1. Sevr Antlaşması Nedir ve Neden İmzalandı?
- Tanım: I. Dünya Savaşı sonunda İtilaf Devletleri ile Osmanlı Devleti arasında imzalanması öngörülen ancak hiçbir zaman yürürlüğe girmeyen bir barış antlaşması taslağıdır.
- Tarih ve Yer: 10 Ağustos 1920 tarihinde Fransa'nın Sevr kasabasında imzalanmıştır.
- Amaç: İtilaf Devletleri, I. Dünya Savaşı'nda yenilen Osmanlı Devleti'ni tamamen tasfiye etmek ve topraklarını kendi çıkarları doğrultusunda paylaşmak istemişlerdir. Bu antlaşma, Osmanlı Devleti'ni "hasta adam" olarak gören Batılı devletlerin paylaşım planlarının somutlaşmış halidir.
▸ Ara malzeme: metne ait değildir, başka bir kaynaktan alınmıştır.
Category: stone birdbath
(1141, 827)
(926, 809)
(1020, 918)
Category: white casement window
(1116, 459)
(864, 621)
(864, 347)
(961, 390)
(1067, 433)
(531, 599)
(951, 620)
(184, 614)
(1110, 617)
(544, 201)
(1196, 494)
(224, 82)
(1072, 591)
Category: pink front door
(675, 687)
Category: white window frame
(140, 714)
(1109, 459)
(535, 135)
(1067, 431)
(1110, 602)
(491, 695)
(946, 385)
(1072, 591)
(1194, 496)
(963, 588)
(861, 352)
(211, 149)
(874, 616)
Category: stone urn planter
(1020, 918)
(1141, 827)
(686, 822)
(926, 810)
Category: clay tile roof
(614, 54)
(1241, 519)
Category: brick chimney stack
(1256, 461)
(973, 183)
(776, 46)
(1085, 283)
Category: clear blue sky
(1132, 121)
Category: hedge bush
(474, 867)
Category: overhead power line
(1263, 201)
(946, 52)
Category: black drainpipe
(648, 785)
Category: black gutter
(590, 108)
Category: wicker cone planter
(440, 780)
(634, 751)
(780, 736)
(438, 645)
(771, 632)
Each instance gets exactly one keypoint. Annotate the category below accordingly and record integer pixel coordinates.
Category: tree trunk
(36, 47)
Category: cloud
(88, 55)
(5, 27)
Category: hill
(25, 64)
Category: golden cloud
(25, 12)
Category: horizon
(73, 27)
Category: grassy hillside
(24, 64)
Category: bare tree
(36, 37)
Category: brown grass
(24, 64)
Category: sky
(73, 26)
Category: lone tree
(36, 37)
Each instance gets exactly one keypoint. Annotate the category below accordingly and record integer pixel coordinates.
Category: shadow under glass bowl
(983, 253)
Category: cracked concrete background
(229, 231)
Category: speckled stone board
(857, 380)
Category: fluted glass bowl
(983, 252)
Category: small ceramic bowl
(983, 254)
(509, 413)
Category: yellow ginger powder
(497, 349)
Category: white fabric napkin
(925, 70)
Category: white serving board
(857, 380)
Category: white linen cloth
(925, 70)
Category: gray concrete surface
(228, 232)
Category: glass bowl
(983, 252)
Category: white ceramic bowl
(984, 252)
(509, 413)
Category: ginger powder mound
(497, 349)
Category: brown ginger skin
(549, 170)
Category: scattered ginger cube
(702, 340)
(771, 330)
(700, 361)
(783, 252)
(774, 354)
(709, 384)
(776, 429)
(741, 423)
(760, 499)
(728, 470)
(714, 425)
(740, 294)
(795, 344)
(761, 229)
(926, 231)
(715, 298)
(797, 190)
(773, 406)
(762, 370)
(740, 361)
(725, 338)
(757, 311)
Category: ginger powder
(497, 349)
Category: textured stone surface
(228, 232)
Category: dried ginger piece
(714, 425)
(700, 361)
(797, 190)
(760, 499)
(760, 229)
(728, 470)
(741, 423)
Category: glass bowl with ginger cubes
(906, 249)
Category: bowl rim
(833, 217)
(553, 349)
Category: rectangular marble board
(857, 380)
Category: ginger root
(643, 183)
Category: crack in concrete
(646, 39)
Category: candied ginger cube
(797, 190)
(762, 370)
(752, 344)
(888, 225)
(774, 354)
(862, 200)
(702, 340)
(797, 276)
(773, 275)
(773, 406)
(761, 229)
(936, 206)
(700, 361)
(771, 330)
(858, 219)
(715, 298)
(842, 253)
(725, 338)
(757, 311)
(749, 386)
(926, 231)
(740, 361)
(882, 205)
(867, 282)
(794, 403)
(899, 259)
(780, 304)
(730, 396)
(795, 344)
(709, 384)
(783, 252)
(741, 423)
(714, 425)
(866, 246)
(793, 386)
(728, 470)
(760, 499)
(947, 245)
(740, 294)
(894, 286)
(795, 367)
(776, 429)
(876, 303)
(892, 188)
2. Sevr Antlaşması'nın Temel Maddeleri ve Etkileri
Sevr Antlaşması'nın maddeleri, Osmanlı Devleti'nin siyasi, ekonomik ve askeri bağımsızlığını tamamen ortadan kaldırmaya yönelikti.
a) Askeri Hükümler
- Osmanlı ordusu, jandarma gücü dahil 50.700 askerle sınırlı tutulacak, ağır silahları olmayacaktı.
- Askerlik mecburi hizmet olmaktan çıkarılacak, paralı askerlik sistemi getirilecekti.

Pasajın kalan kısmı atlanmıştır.